Arm Intervention/treatment
Experimental: Apixaban
Subjects will receive apixaban 5 mg tablets taken twice daily for the duration of the study.
Drug: Apixaban
Other Name: Eliquis

Active Comparator: Warfarin
Subjects will receive warfarin for the duration of the study, with the dose and frequency adjusted per clinician discretion to achieve an INR (International Normalized Ratio) between 2 and 4.
Drug: Warfarin
Other Name: Coumadin

Primary Outcome Measures :
  1. Rate (number divided by duration) of clinically overt thromboses (arterial and/or venous) or vascular death [ Time Frame: From time of first dose of study drug through 2 days after receiving the last dose of study drug at the end of 12 months of treatment ]
  2. Rate (number divided by duration) of occurrence of major (including fatal) and clinically relevant non-major bleeding [ Time Frame: From time of first dose of study drug through 2 days after receiving the last dose of study drug at the end of 12 months of treatment ]
    Major bleeding is clinically overt bleeding accompanied by one or more of the following: a decrease in the hemoglobin level of 2 g per deciliter or more, transfusion of 2 or more units of packed red cells, bleeding at a critical site (intracranial, intraspinal, intraocular, pericardial, intraarticular, intramuscular with compartment syndrome, or retroperitoneal), or fatal bleeding. Clinically relevant non-major bleeding is defined as clinically overt bleeding that does not satisfy the criteria for major bleeding and that led to hospital admission, physician-guided medical or surgical treatment, or a change in antithrombotic therapy.

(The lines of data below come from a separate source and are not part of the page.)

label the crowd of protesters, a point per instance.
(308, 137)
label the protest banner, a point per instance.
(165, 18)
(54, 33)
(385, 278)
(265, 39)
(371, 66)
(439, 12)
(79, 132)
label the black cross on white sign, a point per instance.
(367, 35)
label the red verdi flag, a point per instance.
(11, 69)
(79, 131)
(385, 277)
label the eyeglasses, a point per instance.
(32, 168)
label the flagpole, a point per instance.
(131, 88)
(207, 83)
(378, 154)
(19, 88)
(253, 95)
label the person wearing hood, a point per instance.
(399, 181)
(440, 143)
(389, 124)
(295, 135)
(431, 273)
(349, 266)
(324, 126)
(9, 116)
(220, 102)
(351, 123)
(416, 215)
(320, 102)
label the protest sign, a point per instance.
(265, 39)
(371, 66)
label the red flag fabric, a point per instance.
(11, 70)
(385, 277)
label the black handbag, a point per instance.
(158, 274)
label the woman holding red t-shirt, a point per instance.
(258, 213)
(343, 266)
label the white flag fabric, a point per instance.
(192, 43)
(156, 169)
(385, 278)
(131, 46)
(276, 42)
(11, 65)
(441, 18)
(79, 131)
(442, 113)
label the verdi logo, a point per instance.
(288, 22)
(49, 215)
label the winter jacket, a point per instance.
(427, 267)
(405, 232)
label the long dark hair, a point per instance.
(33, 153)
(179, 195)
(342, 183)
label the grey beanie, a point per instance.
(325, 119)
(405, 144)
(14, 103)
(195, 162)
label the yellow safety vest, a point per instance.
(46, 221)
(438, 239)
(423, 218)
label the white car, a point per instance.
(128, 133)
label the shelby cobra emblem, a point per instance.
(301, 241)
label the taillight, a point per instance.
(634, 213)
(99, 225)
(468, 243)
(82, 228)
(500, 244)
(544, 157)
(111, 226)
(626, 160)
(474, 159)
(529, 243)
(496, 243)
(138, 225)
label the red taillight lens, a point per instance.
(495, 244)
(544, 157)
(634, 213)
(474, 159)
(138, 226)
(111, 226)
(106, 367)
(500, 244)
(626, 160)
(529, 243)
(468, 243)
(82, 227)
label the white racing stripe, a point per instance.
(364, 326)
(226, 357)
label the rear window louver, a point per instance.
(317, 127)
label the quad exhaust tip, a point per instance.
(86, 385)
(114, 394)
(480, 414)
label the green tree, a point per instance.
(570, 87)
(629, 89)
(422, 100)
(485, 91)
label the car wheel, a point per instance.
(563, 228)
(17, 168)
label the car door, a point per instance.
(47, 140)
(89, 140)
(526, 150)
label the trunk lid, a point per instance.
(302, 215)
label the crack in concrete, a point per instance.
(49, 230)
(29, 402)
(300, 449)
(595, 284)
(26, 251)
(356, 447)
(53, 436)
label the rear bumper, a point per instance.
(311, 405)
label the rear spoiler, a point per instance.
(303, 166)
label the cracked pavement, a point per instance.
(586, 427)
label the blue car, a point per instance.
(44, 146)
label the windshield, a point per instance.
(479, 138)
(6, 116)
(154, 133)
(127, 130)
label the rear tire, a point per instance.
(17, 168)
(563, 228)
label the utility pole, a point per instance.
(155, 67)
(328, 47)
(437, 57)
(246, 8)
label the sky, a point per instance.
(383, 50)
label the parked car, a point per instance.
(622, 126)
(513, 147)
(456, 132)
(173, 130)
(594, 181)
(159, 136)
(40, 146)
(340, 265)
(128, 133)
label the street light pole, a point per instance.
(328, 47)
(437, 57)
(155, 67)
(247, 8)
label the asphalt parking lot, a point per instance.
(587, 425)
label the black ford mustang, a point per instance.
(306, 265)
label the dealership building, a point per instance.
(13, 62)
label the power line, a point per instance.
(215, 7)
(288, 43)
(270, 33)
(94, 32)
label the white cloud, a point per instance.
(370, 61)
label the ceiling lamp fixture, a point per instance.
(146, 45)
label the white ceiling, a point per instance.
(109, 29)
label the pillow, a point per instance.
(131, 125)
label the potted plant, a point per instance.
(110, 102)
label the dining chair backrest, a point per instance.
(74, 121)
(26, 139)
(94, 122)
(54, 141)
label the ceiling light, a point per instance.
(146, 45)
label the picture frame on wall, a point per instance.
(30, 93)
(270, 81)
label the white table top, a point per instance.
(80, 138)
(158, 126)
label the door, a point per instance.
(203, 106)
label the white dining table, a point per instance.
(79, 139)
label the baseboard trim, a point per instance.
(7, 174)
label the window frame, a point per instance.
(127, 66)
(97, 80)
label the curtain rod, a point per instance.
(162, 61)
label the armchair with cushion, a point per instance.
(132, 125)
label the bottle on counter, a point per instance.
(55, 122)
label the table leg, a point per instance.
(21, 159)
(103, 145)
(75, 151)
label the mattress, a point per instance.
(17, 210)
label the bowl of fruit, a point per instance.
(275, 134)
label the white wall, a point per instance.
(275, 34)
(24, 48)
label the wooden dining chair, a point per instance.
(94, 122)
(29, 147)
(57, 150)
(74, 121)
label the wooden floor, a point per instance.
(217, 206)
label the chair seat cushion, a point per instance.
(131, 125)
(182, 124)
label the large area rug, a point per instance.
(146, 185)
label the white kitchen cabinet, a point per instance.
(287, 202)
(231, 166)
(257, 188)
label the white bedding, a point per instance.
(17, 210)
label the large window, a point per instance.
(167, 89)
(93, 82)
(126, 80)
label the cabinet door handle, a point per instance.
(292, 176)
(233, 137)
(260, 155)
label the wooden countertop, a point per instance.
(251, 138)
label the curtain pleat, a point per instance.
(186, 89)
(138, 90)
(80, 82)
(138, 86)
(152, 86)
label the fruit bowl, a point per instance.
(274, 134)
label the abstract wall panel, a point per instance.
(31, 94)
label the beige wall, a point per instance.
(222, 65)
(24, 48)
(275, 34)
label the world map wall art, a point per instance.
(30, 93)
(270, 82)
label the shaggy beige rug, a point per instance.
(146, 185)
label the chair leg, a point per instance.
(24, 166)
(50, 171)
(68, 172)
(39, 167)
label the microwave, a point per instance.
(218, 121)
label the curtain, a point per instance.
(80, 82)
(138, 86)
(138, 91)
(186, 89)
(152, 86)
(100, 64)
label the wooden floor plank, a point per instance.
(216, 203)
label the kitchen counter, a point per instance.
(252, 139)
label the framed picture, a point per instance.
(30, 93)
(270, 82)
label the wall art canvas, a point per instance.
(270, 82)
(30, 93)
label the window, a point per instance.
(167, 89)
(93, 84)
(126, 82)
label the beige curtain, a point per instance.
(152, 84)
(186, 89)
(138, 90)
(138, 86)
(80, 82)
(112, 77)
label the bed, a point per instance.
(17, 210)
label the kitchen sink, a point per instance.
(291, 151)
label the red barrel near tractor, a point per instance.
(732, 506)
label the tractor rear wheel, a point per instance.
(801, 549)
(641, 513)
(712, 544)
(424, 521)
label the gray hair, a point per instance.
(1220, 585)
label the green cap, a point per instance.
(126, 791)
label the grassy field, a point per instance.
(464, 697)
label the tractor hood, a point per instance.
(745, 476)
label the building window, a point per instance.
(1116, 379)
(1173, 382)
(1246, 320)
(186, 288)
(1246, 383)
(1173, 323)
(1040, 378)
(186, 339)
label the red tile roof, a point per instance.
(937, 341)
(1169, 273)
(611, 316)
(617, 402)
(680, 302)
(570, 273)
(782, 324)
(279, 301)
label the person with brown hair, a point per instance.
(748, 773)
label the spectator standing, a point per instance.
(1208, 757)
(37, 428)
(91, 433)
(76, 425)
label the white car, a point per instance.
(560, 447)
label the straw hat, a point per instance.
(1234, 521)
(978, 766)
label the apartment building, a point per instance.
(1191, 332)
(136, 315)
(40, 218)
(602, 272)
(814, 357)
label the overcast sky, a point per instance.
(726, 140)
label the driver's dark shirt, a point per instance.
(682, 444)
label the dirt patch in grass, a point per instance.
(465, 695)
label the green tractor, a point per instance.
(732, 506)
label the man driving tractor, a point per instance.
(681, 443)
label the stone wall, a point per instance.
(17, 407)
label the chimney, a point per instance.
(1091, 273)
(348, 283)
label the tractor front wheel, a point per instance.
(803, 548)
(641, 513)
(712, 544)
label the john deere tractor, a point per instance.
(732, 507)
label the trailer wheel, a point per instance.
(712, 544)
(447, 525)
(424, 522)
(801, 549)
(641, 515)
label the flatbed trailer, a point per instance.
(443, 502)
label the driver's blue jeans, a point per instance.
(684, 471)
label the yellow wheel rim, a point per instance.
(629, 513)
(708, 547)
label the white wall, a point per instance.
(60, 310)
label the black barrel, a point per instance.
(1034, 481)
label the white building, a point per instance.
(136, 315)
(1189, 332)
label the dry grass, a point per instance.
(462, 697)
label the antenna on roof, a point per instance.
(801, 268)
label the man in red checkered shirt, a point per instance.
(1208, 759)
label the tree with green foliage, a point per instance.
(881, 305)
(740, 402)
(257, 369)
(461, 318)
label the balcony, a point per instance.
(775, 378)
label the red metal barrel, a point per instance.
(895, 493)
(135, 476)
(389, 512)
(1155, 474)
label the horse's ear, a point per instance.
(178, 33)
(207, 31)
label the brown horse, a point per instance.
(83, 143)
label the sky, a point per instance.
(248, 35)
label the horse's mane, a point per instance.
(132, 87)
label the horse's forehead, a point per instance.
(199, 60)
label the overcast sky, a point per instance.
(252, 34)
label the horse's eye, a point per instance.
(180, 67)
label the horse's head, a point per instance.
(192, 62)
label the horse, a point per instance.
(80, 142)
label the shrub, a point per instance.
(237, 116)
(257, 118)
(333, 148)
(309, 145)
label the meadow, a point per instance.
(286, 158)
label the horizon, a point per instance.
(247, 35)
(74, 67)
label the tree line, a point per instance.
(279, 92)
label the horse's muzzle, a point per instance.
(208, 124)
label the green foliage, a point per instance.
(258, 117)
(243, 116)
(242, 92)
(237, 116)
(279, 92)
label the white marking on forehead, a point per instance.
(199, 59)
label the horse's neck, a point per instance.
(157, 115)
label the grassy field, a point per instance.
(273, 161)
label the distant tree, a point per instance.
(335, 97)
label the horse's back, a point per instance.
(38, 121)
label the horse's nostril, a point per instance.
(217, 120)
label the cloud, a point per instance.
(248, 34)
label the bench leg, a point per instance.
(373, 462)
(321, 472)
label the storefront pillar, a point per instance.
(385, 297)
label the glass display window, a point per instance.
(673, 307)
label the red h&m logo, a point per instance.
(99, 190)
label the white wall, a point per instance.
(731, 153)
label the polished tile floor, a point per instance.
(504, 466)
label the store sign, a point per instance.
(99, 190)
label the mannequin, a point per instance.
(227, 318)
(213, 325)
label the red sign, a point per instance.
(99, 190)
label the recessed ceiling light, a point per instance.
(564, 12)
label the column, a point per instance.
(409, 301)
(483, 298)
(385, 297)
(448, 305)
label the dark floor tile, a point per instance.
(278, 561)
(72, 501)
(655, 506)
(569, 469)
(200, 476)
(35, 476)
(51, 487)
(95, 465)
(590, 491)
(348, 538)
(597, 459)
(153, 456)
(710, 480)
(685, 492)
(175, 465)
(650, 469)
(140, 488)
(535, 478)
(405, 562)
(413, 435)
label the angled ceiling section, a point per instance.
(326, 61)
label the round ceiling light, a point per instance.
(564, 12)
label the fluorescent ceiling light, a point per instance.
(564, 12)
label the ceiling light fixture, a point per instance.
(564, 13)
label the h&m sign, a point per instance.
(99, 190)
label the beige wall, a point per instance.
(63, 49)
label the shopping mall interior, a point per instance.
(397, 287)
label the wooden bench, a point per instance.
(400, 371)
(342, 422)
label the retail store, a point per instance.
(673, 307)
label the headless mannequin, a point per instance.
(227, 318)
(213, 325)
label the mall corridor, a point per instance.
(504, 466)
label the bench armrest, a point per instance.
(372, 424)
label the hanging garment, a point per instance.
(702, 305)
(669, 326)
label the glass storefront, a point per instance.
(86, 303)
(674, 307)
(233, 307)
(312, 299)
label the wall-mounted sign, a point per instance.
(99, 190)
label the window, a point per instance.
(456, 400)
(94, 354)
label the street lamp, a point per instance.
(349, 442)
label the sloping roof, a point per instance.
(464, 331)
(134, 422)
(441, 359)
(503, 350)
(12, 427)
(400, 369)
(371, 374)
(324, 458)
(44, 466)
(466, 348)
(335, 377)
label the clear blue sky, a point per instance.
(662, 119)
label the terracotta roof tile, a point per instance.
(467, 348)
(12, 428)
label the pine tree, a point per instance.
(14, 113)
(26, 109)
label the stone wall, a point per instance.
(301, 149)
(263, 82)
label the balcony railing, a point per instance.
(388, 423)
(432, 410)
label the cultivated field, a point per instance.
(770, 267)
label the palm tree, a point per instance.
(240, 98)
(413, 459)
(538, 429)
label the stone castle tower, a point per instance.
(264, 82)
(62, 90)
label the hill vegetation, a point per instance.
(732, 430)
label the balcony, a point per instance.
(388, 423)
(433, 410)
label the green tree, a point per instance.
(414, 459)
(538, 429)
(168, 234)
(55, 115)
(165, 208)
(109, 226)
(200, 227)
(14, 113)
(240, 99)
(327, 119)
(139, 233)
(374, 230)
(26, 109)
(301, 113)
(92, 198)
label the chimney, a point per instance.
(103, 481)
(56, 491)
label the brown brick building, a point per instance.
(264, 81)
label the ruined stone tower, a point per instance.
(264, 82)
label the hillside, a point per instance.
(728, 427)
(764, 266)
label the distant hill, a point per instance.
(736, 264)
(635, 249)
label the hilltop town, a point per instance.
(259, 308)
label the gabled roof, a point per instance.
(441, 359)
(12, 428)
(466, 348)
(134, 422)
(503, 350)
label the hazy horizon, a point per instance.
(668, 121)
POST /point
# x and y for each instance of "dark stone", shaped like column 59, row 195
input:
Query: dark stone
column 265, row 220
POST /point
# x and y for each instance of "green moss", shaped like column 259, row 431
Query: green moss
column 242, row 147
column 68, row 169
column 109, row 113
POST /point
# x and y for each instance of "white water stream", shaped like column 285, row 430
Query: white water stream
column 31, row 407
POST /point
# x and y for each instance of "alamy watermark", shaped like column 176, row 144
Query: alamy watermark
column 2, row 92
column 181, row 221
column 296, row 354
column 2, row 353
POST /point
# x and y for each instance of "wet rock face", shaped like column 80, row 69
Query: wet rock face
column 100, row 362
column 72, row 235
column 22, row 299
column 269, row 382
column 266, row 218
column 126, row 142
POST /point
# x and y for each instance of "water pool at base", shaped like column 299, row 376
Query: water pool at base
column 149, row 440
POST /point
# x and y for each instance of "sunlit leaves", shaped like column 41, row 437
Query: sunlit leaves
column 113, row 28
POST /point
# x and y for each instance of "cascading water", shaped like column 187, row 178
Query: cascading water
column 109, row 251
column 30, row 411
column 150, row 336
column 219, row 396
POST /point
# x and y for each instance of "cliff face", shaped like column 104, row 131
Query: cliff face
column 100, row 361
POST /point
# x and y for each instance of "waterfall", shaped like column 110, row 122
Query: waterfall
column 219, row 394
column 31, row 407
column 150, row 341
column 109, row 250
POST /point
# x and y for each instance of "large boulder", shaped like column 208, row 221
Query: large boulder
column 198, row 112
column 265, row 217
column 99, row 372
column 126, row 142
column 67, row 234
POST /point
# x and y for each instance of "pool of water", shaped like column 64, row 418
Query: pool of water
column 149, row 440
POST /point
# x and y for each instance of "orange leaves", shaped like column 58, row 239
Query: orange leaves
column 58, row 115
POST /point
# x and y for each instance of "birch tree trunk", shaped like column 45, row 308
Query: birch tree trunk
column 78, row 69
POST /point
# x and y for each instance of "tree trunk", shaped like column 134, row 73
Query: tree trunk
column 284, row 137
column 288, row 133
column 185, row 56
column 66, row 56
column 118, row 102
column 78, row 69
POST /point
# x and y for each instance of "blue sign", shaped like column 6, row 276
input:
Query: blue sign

Secondary Outcome Measures :
  1. Net clinical benefit (combination of occurrence of thrombosis and bleeding rates) [ Time Frame: From time of first dose of study drug through 2 days after receiving the last dose of study drug at the end of 12 months of treatment ]
    Sum of number of thrombosis and bleeding events divided by duration

Information from the National Library of Medicine

Choosing to participate in a study is an important personal decision. Talk with your doctor and family members or friends about deciding to join a study. To learn more about this study, you or your doctor may contact the study research staff using the contacts provided below. For general information, Learn About Clinical Studies.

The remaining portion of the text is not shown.